OK, great, so your issue is that the parameters to load the SLM and dictionary are not given, so it does not have any search module. Maybe you did not give it when initializing:

{command: 'initialize', data: [["-lm", "your_model"], ["-dict", "your_dictionary"]]}

syl22-00 avatar Oct 15 '14 19:10 syl22-00

We're getting there, but I feel like swimming in the middle of an ocean and you are my only hope :-)

I now call

var initRecognizer = function() {
          // You can pass parameters to the recognizer, such as : {command: 'initialize', data: [["-hmm", "my_model"], ["-fwdflat", "no"]]}
          postRecognizerJob({command: 'initialize', data: [["-lm", "cmusphinx-5.0-en-us.lm.dmp"], ["-dict", "cmudict.hub4.06d.dict"]]},
            function() {
              postRecognizerJob({command: 'load',
                data: ["../../model-en-us/dict.js", "../../model-en-us/lm.js"]
               }, function() { 
                // Done loading!
                recognizerReady();
               });
            }
          );
      };

but it gives me

ERROR: "dict.c", line 275: Failed to open dictionary file 'cmudict.hub4.06d.dict' for reading: No such file or directory 

which makes sense, because those files do not exist. But giving it the paths to the files also doesn't work, and I wonder anyhow why I would want to give it the paths to the actual files, because the files only get loaded 2 lines further down the chain, with the 'load' command... Right?
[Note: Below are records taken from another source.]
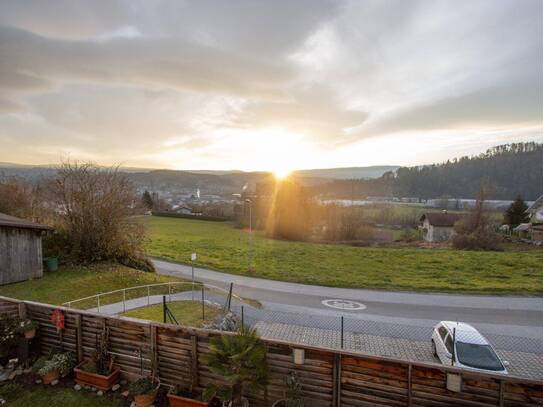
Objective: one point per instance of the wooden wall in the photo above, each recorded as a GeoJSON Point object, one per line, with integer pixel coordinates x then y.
{"type": "Point", "coordinates": [328, 377]}
{"type": "Point", "coordinates": [20, 254]}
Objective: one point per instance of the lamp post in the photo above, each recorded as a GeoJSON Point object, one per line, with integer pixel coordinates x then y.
{"type": "Point", "coordinates": [250, 234]}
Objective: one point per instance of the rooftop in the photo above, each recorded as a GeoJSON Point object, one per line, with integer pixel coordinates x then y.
{"type": "Point", "coordinates": [13, 222]}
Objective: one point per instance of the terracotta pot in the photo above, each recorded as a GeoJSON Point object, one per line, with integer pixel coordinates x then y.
{"type": "Point", "coordinates": [104, 383]}
{"type": "Point", "coordinates": [50, 377]}
{"type": "Point", "coordinates": [180, 401]}
{"type": "Point", "coordinates": [145, 400]}
{"type": "Point", "coordinates": [244, 402]}
{"type": "Point", "coordinates": [30, 334]}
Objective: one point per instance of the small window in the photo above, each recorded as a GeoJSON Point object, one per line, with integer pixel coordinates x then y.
{"type": "Point", "coordinates": [442, 332]}
{"type": "Point", "coordinates": [449, 344]}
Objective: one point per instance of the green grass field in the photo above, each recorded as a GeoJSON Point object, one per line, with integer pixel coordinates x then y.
{"type": "Point", "coordinates": [222, 247]}
{"type": "Point", "coordinates": [17, 395]}
{"type": "Point", "coordinates": [187, 313]}
{"type": "Point", "coordinates": [73, 282]}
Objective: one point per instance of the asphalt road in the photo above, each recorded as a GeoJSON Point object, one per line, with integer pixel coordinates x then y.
{"type": "Point", "coordinates": [520, 317]}
{"type": "Point", "coordinates": [396, 324]}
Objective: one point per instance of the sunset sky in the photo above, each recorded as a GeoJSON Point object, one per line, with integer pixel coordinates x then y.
{"type": "Point", "coordinates": [267, 85]}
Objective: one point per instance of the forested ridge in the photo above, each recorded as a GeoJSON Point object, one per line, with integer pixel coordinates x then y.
{"type": "Point", "coordinates": [511, 170]}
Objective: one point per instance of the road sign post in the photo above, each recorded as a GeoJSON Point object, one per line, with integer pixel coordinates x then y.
{"type": "Point", "coordinates": [192, 260]}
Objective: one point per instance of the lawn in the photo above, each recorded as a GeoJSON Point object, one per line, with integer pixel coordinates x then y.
{"type": "Point", "coordinates": [187, 313]}
{"type": "Point", "coordinates": [18, 395]}
{"type": "Point", "coordinates": [222, 247]}
{"type": "Point", "coordinates": [72, 282]}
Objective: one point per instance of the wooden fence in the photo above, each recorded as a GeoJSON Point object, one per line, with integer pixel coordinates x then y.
{"type": "Point", "coordinates": [328, 377]}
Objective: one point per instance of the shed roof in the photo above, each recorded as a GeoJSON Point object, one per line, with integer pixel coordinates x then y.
{"type": "Point", "coordinates": [441, 219]}
{"type": "Point", "coordinates": [13, 222]}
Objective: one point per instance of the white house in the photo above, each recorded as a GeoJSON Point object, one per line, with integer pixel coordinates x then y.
{"type": "Point", "coordinates": [536, 219]}
{"type": "Point", "coordinates": [438, 226]}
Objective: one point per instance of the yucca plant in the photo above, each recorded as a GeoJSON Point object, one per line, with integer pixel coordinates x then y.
{"type": "Point", "coordinates": [241, 361]}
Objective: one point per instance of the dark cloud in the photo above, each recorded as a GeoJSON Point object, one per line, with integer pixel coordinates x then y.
{"type": "Point", "coordinates": [90, 75]}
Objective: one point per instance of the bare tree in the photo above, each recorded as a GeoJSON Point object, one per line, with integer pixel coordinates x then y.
{"type": "Point", "coordinates": [16, 198]}
{"type": "Point", "coordinates": [94, 214]}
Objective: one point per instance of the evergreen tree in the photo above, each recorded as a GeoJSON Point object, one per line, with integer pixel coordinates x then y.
{"type": "Point", "coordinates": [147, 200]}
{"type": "Point", "coordinates": [516, 214]}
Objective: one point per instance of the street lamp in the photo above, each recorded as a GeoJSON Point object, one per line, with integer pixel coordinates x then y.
{"type": "Point", "coordinates": [248, 201]}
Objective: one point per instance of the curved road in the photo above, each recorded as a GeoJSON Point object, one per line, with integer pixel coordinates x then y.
{"type": "Point", "coordinates": [501, 315]}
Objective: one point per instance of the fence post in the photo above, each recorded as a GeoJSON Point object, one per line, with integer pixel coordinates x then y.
{"type": "Point", "coordinates": [342, 332]}
{"type": "Point", "coordinates": [409, 384]}
{"type": "Point", "coordinates": [78, 338]}
{"type": "Point", "coordinates": [154, 351]}
{"type": "Point", "coordinates": [194, 360]}
{"type": "Point", "coordinates": [334, 381]}
{"type": "Point", "coordinates": [22, 310]}
{"type": "Point", "coordinates": [203, 305]}
{"type": "Point", "coordinates": [164, 308]}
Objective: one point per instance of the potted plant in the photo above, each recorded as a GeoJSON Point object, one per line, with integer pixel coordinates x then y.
{"type": "Point", "coordinates": [53, 366]}
{"type": "Point", "coordinates": [293, 394]}
{"type": "Point", "coordinates": [28, 328]}
{"type": "Point", "coordinates": [144, 391]}
{"type": "Point", "coordinates": [8, 338]}
{"type": "Point", "coordinates": [99, 371]}
{"type": "Point", "coordinates": [179, 396]}
{"type": "Point", "coordinates": [241, 361]}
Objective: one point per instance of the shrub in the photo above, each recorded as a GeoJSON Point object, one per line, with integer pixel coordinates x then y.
{"type": "Point", "coordinates": [27, 325]}
{"type": "Point", "coordinates": [8, 337]}
{"type": "Point", "coordinates": [240, 360]}
{"type": "Point", "coordinates": [96, 220]}
{"type": "Point", "coordinates": [61, 362]}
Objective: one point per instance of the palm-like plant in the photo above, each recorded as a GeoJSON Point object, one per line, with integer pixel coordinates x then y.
{"type": "Point", "coordinates": [241, 361]}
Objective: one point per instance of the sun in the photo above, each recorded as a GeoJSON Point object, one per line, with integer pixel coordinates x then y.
{"type": "Point", "coordinates": [281, 173]}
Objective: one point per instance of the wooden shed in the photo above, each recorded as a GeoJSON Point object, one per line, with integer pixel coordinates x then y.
{"type": "Point", "coordinates": [20, 249]}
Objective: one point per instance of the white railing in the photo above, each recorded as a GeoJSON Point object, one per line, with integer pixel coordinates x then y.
{"type": "Point", "coordinates": [97, 299]}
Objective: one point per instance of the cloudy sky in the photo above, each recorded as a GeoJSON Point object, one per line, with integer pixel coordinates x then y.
{"type": "Point", "coordinates": [267, 85]}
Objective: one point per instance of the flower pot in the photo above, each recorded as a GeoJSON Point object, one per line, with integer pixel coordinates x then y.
{"type": "Point", "coordinates": [146, 400]}
{"type": "Point", "coordinates": [30, 334]}
{"type": "Point", "coordinates": [104, 383]}
{"type": "Point", "coordinates": [180, 401]}
{"type": "Point", "coordinates": [50, 377]}
{"type": "Point", "coordinates": [244, 402]}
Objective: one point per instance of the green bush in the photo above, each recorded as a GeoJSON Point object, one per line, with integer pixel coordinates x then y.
{"type": "Point", "coordinates": [240, 360]}
{"type": "Point", "coordinates": [61, 362]}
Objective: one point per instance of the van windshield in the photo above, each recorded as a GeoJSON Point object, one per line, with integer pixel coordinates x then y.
{"type": "Point", "coordinates": [478, 356]}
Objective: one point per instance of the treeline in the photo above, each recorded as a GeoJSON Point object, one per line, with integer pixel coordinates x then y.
{"type": "Point", "coordinates": [511, 169]}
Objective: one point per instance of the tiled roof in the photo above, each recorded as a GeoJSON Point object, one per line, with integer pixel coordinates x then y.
{"type": "Point", "coordinates": [13, 222]}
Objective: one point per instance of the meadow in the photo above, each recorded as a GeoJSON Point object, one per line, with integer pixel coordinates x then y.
{"type": "Point", "coordinates": [222, 247]}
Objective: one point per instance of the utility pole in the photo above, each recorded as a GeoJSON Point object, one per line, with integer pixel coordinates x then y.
{"type": "Point", "coordinates": [250, 269]}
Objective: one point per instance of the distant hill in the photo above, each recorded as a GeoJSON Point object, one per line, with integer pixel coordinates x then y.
{"type": "Point", "coordinates": [511, 170]}
{"type": "Point", "coordinates": [348, 172]}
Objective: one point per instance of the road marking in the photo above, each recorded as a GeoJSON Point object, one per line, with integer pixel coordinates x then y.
{"type": "Point", "coordinates": [346, 305]}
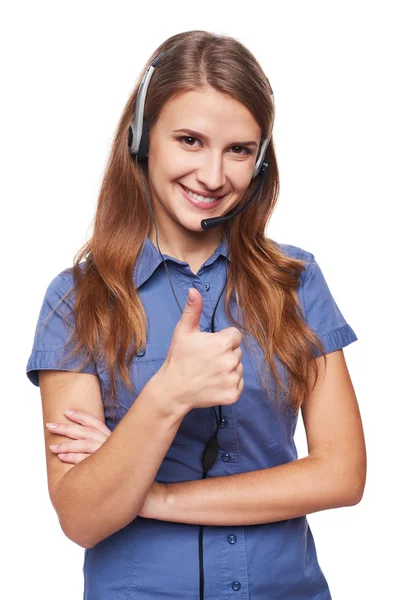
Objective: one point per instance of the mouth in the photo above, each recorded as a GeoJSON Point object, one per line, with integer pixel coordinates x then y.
{"type": "Point", "coordinates": [198, 203]}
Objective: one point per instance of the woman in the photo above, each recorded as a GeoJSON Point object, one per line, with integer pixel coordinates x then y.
{"type": "Point", "coordinates": [178, 472]}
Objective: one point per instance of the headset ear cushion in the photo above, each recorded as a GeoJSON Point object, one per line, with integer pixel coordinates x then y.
{"type": "Point", "coordinates": [130, 136]}
{"type": "Point", "coordinates": [144, 142]}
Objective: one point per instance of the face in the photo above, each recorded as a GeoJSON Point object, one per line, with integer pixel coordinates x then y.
{"type": "Point", "coordinates": [216, 161]}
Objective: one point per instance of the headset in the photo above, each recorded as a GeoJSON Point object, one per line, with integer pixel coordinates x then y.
{"type": "Point", "coordinates": [138, 144]}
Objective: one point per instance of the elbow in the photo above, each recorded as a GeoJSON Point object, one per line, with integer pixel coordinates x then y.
{"type": "Point", "coordinates": [70, 524]}
{"type": "Point", "coordinates": [355, 486]}
{"type": "Point", "coordinates": [76, 534]}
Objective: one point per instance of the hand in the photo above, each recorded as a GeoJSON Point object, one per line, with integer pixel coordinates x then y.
{"type": "Point", "coordinates": [89, 434]}
{"type": "Point", "coordinates": [202, 369]}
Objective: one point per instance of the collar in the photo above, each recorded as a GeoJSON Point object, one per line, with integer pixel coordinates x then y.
{"type": "Point", "coordinates": [149, 259]}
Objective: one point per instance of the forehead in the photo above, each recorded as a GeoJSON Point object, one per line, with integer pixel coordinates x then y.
{"type": "Point", "coordinates": [208, 109]}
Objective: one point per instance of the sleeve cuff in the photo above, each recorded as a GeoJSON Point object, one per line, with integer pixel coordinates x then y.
{"type": "Point", "coordinates": [337, 339]}
{"type": "Point", "coordinates": [50, 360]}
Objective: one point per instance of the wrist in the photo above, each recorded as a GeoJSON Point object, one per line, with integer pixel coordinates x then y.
{"type": "Point", "coordinates": [165, 398]}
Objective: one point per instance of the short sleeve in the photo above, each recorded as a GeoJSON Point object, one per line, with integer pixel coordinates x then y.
{"type": "Point", "coordinates": [321, 312]}
{"type": "Point", "coordinates": [53, 329]}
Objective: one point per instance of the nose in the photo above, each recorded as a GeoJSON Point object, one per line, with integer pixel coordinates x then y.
{"type": "Point", "coordinates": [211, 172]}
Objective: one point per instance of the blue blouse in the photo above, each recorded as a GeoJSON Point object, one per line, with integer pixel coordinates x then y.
{"type": "Point", "coordinates": [150, 559]}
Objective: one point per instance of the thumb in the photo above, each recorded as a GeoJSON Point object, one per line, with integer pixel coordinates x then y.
{"type": "Point", "coordinates": [190, 319]}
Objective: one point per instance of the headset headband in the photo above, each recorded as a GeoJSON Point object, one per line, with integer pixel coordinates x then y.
{"type": "Point", "coordinates": [138, 141]}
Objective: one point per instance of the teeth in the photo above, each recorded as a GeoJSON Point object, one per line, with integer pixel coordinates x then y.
{"type": "Point", "coordinates": [199, 198]}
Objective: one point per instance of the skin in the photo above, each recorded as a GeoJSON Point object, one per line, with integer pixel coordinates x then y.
{"type": "Point", "coordinates": [334, 472]}
{"type": "Point", "coordinates": [217, 165]}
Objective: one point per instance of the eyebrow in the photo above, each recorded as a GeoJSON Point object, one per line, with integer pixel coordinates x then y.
{"type": "Point", "coordinates": [201, 135]}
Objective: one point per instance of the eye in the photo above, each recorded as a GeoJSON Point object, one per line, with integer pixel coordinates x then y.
{"type": "Point", "coordinates": [186, 137]}
{"type": "Point", "coordinates": [244, 149]}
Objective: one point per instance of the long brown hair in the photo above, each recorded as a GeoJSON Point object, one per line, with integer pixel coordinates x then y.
{"type": "Point", "coordinates": [110, 320]}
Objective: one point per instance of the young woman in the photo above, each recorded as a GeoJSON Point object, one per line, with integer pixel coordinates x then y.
{"type": "Point", "coordinates": [178, 472]}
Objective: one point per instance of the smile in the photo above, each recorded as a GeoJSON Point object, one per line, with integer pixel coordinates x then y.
{"type": "Point", "coordinates": [198, 201]}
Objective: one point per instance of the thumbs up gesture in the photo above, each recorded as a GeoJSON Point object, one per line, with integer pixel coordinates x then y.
{"type": "Point", "coordinates": [202, 369]}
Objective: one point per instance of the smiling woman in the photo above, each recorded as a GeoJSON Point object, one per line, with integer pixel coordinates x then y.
{"type": "Point", "coordinates": [191, 414]}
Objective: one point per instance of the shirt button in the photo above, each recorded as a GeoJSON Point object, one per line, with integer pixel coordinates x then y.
{"type": "Point", "coordinates": [236, 585]}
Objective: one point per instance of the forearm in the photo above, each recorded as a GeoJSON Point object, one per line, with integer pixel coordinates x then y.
{"type": "Point", "coordinates": [286, 491]}
{"type": "Point", "coordinates": [106, 491]}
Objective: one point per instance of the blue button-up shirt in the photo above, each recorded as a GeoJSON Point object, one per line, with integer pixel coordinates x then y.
{"type": "Point", "coordinates": [151, 559]}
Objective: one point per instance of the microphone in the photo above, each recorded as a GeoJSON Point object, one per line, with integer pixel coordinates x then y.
{"type": "Point", "coordinates": [214, 221]}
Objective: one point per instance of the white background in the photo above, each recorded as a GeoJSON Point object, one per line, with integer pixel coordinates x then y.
{"type": "Point", "coordinates": [67, 71]}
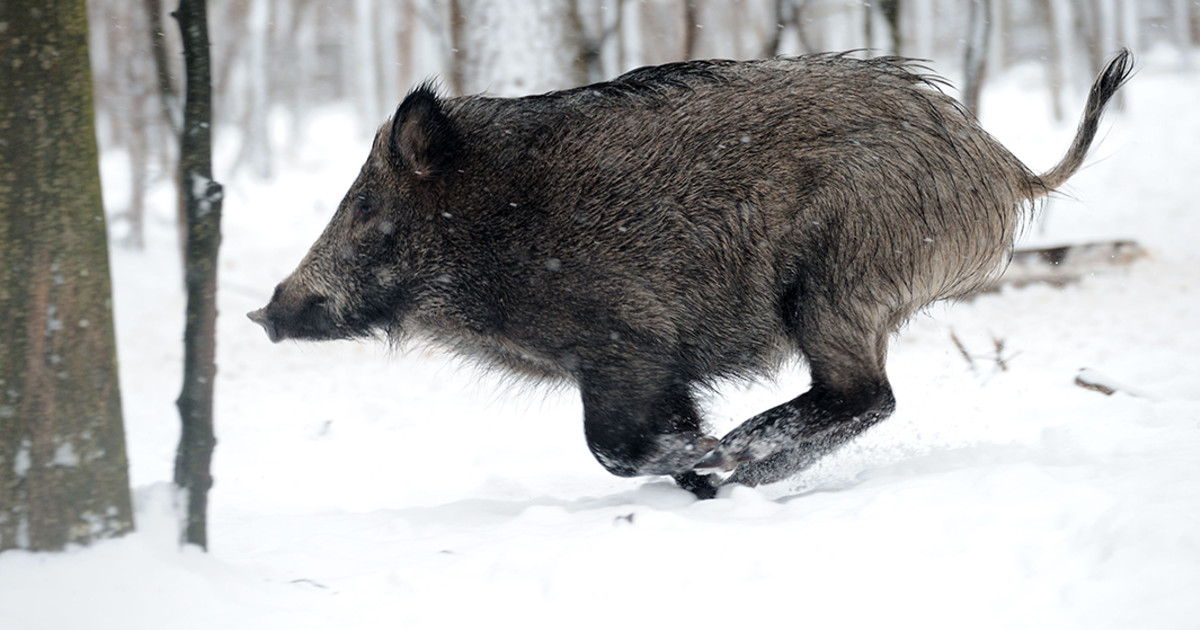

willemmulder avatar Oct 15 '14 19:10 willemmulder

Yes, you are very close.

  • The file name you give is correct, this is the name on the virtual file system that emscripten creates. The javascript file adds the file to the virtual file system
  • As you said, load should come before init. Load will add those files on file system, and they will be accessed when the recognizer is initialized, so try to do the other way around with the calls to "load" and "initialize" and their callbacks.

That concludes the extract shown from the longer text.